28.12.2006 00:32
Insbesondere der Bezirk St. Veit an der Glan gibt sich im Radwegebau besonders kreativ, und gibt dortigen Benutzern der Straßen besondere Kopfnüsse auf, wie die Planung zu verstehen sei, wie beispielsweise hier auf der B94.
Die Breite der Fahrbahnmarkierung und der Durchmesser des Schildes lassen erahnen, wie großzügig bemessen der parallel zur B94 führende Weg in etwa sein muß. Circa 0,8 Meter dürfen sich die aus beiden Richtungen kommenden Rad- und Fußgänger teilen. Wie das konfliktfrei auf mehreren hundert Metern Länge ohne Ausweichmöglichkeiten funktionieren soll, ist allerdings rätselhaft.
Ähnlich herausfordernd ist auch die Radverkehrsführung entlang des innenstadtnahen Kreisverkehrs, wo Ossiacher Straße, Klagenfurter Straße und Bahnhofstraße aufeinandertreffen.
Nach dem mehr oder weniger sanften Auf und Ab der Gehsteigabsenkungen würde man eine Einmündung in den Kreisel erwarten, um dem Straßenverlauf folgen zu können.
Tatsächlich endet hier aber der rote Pflaster abrupt und mündet in einen Zebrastreifen. Wer die Kreuzung legal überqueren will, muß hier also schieben. Um eindringlich daran zu erinnern, haben die Planer in weiser Voraussicht das passende Schild mitten auf den Radweg plaziert.
Da Schieben grundsätzlich eine lästige Angelegenheit ist, könnten pfiffige Radfahrer nun auf die Idee kommen, daß man sich das Durchschlängeln durch die Säulen ersparen könnte, und direkt vom Zebrastreifen aus weiterzufahren.

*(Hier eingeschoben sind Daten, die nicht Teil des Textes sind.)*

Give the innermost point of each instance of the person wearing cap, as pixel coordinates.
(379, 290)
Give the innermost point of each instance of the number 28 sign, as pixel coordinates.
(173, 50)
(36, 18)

Doch daran hat der Planer natürlich schon gedacht, und vereitelt solche Pläne, indem er das nachträgliche Auffahren auf den den Radweg unmöglich macht, in dem er ihn spitzwinkelig auf einer etwa 15 cm hohen Kante beginnen und enden läßt.
Wer hier weiterwill, kann also gar nicht anders, als sein Gefährt zu schieben. Oder aber man fährt gleich durchgehend auf der Fahrbahn, selbst wenn man sich damit über die Straßenverkehrsordnung hinwegsetzt, welche die Benutzung derart toller Radfahranlagen allen Ernstes vorschreibt.
Beim ersten Bild - Radwege bei St. Veit - 0,8m entlang der B94 - bist Du einem kleinen Irrtum aufgesessen. Schilder wie dieses muessen in Österreich zwingend rechts stehen- der Geh- und Radweg ist daher der geschotterte Weg ganz links.